# im in love all over again!!



## 6point0 goat (Aug 1, 2009)

just installed my spintech catback exhaust on my GTO yesterday. kinda frustrating to get some of the hangers and the bolts to comply, but boy was it worth the hassle!!!:lol: it sounds like a real car now!! i got the H-pipie cuz i wanted that deep tremble and noise. aside from the catback, i got a CIA and a diablosport programmer and i feel it was all worth it. anyways just thought i would share my thoughts on the system up here on the forum......so heres my verdict hahaha: ITS AN AWESOME SYSTEM!!!!!!

thanks to all that helped point me in the direction of the spintech cuz im love with the sound. thanx again guys


Neal


----------



## Aramz06 (Mar 2, 2008)

Sounds like you really are in love! 

I've heard the Spintech catback system in person before, and it is actually really loud for just a catback. Sounds really mean, and screams that its carrying a V8! Enjoy the system brother!


----------



## ricekiller848 (Oct 24, 2007)

video? Id like to hear it!!!


----------



## ROBSGTO (Jul 6, 2008)

Congrats,I love my Spintech. Wait until you get headers.............you'll have to change your underwear after every startup.lol


----------



## IrishTexan (Aug 25, 2009)

I want to hear this system!!


----------



## goat400 (Aug 18, 2009)

this is all good to hear. i've been debating which system i should get for my gto. now tht i hear this and i had my mind set on spintech thats what im going w/.


----------



## ROBSGTO (Jul 6, 2008)

goat400 said:


> this is all good to hear. i've been debating which system i should get for my gto. now tht i hear this and i had my mind set on spintech thats what im going w/.

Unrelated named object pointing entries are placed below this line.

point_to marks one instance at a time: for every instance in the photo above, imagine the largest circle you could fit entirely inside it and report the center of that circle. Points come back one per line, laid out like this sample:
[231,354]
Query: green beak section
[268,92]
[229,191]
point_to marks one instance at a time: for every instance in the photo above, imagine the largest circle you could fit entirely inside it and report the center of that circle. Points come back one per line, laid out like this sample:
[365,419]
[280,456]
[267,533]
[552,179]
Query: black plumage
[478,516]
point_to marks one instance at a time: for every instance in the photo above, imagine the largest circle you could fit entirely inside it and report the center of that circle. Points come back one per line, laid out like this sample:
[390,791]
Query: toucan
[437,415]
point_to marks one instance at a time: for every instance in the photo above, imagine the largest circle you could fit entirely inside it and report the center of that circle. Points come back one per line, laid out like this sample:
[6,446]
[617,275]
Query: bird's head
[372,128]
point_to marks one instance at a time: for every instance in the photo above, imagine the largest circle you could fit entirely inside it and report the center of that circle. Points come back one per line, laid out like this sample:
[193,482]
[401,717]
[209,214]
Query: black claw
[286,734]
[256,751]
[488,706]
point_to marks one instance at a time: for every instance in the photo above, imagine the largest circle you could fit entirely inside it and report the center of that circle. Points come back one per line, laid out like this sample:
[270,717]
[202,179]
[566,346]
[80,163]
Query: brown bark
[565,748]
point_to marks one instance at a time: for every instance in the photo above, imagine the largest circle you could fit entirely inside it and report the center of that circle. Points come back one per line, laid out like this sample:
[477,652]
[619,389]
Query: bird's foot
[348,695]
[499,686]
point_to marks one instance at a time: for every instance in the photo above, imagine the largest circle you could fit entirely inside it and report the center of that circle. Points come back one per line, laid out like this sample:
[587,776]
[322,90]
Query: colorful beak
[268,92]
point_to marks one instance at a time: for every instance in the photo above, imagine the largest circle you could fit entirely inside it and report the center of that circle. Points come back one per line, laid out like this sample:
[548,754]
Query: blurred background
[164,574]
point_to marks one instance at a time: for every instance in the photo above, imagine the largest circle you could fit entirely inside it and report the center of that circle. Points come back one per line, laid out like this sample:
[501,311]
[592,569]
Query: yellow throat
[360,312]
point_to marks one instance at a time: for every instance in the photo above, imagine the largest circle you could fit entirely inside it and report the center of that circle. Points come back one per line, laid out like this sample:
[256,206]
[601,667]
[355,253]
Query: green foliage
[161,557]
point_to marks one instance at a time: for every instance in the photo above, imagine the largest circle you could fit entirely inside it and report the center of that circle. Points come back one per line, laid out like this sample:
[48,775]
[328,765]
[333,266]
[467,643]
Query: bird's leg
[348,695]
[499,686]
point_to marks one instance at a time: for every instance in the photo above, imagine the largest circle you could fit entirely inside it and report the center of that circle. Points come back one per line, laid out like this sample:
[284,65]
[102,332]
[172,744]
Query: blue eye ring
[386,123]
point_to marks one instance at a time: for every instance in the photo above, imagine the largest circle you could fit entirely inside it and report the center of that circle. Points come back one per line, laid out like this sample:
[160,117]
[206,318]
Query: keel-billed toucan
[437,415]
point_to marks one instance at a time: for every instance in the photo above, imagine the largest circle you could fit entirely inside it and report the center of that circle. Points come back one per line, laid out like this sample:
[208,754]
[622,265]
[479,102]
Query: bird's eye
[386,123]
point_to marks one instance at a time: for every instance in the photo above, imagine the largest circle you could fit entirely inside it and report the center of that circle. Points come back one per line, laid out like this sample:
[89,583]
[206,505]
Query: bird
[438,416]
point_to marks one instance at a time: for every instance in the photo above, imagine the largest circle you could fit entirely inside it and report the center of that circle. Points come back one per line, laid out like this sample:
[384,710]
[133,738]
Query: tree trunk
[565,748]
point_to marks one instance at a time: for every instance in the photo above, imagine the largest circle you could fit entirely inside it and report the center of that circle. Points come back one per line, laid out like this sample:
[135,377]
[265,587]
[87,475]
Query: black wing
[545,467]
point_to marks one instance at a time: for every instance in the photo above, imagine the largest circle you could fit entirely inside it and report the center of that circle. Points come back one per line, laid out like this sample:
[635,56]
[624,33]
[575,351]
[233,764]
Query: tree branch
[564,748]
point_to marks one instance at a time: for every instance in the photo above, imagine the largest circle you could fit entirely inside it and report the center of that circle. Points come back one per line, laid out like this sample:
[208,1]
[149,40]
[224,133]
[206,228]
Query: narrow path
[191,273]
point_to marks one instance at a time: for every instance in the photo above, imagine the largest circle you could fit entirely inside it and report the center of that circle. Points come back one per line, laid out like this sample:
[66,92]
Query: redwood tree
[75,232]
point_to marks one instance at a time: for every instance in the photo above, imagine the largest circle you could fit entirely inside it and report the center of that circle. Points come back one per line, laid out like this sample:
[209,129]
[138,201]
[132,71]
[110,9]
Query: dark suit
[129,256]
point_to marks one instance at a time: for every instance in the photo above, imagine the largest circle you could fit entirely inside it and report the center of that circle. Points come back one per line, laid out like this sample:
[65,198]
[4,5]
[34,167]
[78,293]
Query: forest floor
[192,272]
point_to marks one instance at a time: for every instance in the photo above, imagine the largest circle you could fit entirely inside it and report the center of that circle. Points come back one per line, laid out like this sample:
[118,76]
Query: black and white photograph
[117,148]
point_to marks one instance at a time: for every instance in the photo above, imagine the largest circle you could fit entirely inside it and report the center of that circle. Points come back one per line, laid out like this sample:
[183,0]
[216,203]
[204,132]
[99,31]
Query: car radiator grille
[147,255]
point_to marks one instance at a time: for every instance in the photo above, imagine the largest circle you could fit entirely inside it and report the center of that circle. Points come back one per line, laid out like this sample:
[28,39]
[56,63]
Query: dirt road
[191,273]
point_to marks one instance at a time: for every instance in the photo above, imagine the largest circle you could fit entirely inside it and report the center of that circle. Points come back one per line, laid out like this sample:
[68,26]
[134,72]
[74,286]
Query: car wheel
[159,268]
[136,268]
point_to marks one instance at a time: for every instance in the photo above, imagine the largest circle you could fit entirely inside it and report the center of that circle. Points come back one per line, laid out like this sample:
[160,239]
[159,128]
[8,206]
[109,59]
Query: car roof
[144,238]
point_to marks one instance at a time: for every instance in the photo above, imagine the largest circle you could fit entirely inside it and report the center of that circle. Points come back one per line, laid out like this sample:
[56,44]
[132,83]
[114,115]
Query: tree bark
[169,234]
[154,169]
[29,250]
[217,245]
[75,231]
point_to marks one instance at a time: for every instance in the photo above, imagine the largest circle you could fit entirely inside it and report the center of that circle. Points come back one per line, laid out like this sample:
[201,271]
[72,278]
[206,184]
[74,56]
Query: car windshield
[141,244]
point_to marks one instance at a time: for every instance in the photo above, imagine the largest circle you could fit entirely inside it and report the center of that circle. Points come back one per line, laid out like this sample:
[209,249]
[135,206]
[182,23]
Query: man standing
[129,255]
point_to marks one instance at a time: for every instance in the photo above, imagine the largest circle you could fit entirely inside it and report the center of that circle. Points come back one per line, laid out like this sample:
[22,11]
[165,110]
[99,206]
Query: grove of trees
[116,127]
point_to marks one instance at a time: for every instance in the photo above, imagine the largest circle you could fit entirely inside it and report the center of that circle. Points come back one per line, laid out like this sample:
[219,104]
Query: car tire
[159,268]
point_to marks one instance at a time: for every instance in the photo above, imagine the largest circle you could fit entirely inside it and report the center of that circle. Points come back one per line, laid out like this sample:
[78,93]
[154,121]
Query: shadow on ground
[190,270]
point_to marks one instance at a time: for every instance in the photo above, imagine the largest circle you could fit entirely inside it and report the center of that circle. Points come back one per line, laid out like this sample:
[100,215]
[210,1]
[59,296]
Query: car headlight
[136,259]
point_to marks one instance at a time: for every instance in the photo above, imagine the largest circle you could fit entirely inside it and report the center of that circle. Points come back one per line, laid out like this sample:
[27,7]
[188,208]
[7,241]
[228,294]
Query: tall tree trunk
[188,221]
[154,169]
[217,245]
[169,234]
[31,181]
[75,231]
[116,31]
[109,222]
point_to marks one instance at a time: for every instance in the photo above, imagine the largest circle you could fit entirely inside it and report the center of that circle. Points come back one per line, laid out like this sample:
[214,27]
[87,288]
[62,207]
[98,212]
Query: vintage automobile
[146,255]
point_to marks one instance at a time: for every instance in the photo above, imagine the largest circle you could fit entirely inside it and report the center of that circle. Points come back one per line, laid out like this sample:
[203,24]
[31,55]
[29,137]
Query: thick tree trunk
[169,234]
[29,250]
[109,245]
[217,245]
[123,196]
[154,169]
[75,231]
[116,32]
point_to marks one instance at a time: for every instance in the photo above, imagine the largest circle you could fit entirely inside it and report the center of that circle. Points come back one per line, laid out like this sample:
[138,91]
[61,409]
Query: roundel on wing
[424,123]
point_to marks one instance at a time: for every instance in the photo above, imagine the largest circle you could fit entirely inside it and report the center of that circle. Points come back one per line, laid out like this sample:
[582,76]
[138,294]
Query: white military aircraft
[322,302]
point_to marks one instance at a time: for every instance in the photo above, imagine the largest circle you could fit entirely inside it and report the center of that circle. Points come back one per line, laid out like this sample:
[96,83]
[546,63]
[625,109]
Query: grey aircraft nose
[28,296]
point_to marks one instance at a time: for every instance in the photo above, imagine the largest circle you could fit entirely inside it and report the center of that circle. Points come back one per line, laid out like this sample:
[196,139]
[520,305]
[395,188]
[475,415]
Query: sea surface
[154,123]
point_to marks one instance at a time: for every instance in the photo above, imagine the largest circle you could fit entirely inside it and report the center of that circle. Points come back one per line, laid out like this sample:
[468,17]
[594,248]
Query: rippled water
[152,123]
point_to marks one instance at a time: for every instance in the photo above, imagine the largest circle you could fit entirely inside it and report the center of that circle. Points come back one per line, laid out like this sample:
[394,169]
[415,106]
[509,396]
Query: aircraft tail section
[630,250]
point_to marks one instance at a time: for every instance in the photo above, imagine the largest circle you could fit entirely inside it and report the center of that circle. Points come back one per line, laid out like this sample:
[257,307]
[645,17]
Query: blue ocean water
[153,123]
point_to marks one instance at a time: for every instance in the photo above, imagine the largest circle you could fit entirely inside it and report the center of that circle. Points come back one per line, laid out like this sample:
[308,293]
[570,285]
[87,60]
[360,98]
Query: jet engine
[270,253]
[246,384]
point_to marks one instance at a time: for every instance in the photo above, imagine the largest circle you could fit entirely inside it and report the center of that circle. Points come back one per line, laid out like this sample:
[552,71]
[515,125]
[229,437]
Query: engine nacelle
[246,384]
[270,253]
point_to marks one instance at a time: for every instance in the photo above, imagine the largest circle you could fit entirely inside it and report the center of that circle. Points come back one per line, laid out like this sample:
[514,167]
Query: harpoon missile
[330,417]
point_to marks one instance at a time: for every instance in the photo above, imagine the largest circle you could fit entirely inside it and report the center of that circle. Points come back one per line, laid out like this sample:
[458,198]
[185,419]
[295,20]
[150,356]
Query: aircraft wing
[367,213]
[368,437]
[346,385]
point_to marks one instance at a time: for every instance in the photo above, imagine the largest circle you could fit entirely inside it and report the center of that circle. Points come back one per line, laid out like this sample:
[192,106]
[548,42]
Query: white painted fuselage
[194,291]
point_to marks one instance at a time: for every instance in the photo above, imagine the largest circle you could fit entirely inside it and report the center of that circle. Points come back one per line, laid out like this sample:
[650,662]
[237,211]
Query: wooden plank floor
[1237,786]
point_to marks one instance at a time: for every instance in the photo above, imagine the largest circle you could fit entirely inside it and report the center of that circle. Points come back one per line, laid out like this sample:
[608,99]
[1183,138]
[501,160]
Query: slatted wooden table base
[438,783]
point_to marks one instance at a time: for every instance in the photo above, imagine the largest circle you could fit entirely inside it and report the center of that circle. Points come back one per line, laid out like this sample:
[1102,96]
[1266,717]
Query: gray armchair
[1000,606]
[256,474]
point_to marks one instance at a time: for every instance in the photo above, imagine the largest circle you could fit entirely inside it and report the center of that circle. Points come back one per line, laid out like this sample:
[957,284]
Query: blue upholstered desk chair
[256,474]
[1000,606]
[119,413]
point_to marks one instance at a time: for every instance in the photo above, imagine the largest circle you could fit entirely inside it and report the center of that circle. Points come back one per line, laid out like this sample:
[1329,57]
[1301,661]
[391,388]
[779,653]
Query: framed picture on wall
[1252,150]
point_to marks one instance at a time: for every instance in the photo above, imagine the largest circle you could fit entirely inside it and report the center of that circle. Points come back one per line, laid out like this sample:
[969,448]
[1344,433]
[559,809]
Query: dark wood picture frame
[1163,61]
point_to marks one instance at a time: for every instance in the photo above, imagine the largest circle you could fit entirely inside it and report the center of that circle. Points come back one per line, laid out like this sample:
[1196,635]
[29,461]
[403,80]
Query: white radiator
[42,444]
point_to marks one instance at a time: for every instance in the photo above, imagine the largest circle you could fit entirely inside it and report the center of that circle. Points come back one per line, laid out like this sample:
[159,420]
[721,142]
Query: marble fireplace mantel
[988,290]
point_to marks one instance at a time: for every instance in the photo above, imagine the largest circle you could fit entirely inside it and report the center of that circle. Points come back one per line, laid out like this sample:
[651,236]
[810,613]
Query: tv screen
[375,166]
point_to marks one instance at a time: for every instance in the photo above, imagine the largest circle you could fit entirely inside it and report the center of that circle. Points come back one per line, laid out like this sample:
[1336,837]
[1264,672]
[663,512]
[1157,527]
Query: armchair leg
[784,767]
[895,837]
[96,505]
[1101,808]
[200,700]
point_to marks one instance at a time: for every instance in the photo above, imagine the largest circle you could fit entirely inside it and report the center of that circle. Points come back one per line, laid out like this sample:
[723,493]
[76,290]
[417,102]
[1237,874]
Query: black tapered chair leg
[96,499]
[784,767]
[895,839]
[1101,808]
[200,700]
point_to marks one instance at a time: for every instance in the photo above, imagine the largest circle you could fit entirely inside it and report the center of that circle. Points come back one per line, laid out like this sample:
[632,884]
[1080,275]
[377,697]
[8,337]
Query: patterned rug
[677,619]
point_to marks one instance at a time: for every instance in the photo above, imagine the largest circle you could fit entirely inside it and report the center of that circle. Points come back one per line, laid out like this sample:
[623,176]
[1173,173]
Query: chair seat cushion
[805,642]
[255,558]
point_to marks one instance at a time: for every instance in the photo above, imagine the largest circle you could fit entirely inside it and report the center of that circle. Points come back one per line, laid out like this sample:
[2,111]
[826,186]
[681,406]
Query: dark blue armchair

You won't regret it,Spintech is the best sounding by far imo.


----------



## jpalamar (Jul 22, 2008)

Its amazing what a mod can do for your car. Now your screwed though, you started what can't be cured. THE MOD BUG>


----------



## goat400 (Aug 18, 2009)

:agree i got the mod bug for sure. got my dual gauge pod on order, ordering my exhaust soon, and a short throw shifter after tht! im hooked


----------